FRONT ROYAL — Skyline’s boys basketball team hasn’t had a winning season since 2013 and claimed just six victories combined over the past two years. But there is a glimmer of hope for the Hawks as they head into their fourth season under head coach Jeff Monroe, which begins with tonight’s game at Rappahannock County.

Skyline won’t be hurting for players with varsity experience in 2018-19, a commodity that Monroe hasn’t had in recent seasons. Eight players return from last season’s team, which went 5-17 and failed to crack the Region 3B tournament field, including five with starting experience.

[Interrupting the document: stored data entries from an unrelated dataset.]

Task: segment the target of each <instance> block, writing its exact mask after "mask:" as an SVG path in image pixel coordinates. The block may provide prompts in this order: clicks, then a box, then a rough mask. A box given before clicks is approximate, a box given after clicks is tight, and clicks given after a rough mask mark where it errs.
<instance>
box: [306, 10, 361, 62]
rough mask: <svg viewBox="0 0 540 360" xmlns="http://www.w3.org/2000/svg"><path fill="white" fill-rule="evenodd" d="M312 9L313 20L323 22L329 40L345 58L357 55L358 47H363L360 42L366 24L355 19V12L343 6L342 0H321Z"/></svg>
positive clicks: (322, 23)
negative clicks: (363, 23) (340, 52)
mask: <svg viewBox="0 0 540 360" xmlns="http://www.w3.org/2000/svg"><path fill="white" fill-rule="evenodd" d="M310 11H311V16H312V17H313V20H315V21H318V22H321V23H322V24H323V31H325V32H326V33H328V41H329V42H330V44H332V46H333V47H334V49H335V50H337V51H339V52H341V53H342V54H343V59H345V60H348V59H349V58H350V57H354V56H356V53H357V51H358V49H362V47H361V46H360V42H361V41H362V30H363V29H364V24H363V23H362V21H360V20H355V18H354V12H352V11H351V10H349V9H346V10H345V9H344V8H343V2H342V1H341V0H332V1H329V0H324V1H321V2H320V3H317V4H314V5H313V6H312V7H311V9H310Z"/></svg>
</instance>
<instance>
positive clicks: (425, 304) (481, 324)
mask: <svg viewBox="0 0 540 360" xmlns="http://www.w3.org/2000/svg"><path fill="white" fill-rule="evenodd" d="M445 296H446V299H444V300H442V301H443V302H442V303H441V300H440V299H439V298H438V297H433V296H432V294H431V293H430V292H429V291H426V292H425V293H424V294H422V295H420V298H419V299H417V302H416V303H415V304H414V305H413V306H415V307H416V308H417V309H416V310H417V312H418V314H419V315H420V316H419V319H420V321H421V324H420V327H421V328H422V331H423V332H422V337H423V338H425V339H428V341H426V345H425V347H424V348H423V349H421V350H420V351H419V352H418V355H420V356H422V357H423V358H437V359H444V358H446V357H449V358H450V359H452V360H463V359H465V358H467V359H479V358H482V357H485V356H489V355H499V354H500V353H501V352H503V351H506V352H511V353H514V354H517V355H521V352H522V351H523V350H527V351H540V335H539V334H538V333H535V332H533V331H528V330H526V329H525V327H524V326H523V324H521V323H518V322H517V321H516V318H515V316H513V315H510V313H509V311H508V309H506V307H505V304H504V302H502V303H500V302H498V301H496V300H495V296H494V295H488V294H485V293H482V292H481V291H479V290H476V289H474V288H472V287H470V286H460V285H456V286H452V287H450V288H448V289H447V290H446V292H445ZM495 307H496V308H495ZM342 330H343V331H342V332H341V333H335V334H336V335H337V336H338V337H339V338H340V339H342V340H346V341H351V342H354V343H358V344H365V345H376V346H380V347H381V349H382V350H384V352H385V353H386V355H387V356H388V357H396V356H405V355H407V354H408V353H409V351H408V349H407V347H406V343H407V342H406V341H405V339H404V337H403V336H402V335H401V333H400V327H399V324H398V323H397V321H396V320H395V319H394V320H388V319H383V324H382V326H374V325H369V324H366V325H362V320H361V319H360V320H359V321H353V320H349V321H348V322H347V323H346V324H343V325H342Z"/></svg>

“For the first time in my four years here I feel like we can be competitive against anybody we play,” Monroe said after a nine-quarter scrimmage against Broadway and Luray last week. “The biggest thing the last few years, we’ve been so inexperienced, other than my first year here, but this group, we’ve got several guys back. … We lost Ryan Caperton (the Hawks’ second-leading scorer at 8.9 points per game) from last year’s team but we’ve got a lot of guys back and that’s what I feel comfortable about.”

The Hawks return their offensive centerpiece in senior point guard Ty Clingerman, who led the team in scoring (11.7 ppg) last season and was Skyline’s biggest long-range threat, making 66 of 174 3-point attempts (37.9 percent). He’s one of four returnees who averaged at least 7 points per game in 2017-18, a group that includes senior guard Dylan Allison (8.7 ppg), sophomore guard Mason Schmitz (8.0 ppg) and 6-foot-2 junior forward Jayden Norwood (7.8 ppg), who led the area with a 58.5 percent field goal percentage.

Schmitz, who emerged as a catalyst over the second half of last season, also led the Hawks in assists (2.7) and steals (2.2).

Allison said the Hawks find some comfort in the number of varsity veterans they’re able to put on the floor.

“Absolutely. I love being able to rely on my teammates,” he said. “If somebody messes up they can grab my back, clean it up or play defense if I’m stuck on help, or score a bucket, box out.”

A newcomer, 6-4 freshman Marlon Jackson, adds something fresh to the mix as well — a player with length that can contest and block shots as the second line of defense inside.

“We haven’t had that type of height and that type of athletic ability back there,” Monroe said. “He can erase some of our mistakes out front and that’s gonna help us a lot. I know that’s putting a lot of pressure on a freshman but we haven’t had that. … It’s gonna change a little bit of the way teams attack us, and that’s gonna be key.”

Monroe said he’s seen some positive things from Skyline on the defensive end in the preseason, noting that the Hawks are quicker than they’ve been but also have to be wary of taking gambles that get them out of position, a sequence that has cued defensive breakdowns in the past. He added that the Hawks’ ability to continue to progress on defense and producing as expected on the offensive end would dictate the team’s success.

Skyline’s effort to make those things happen shouldn’t be an issue.

“We’re gonna hustle,” Clingerman said. “We’re gonna be a hustle team and we’re gonna be a sound defensive team.”

“It feels a little different,” senior forward Marcel Roy added. “I feel like this year we go harder in practice and we wanna get better every day.”

That’s an encouraging sign for a program that needs a culture change after five straight losing seasons. Monroe, who noted that the culture building is “getting better” but still needs work, said he’s added some new features to the team this year — which include player workouts with Frisby’s Agility, Speed and Strength Training (FASST) — to encourage progress.

“We’re just trying to build something,” Monroe said. “It’s been tough. … I’ve been trying to tell these seniors, ‘y’all could be the group to change this. Y’all could be the group to change a lot for a lot of our sports.’ A lot of these kids play two or three sports. Not having them be successful has hurt us, and it’s hurt us in all our sports. Hopefully this group will have success early and we can build on it.”

After tonight’s opener against Rappahannock County, the Hawks travel to Central — a team reloading after a Class 2 state semifinal run — on Monday.

“I feel good about this group,” Monroe said. “... I think the biggest thing is gonna be having success early. A lot of these guys haven’t had success, not only on the court but in any of the sports they’ve played the last few years, unfortunately. So just teaching them how to win, that’s the biggest thing right now.”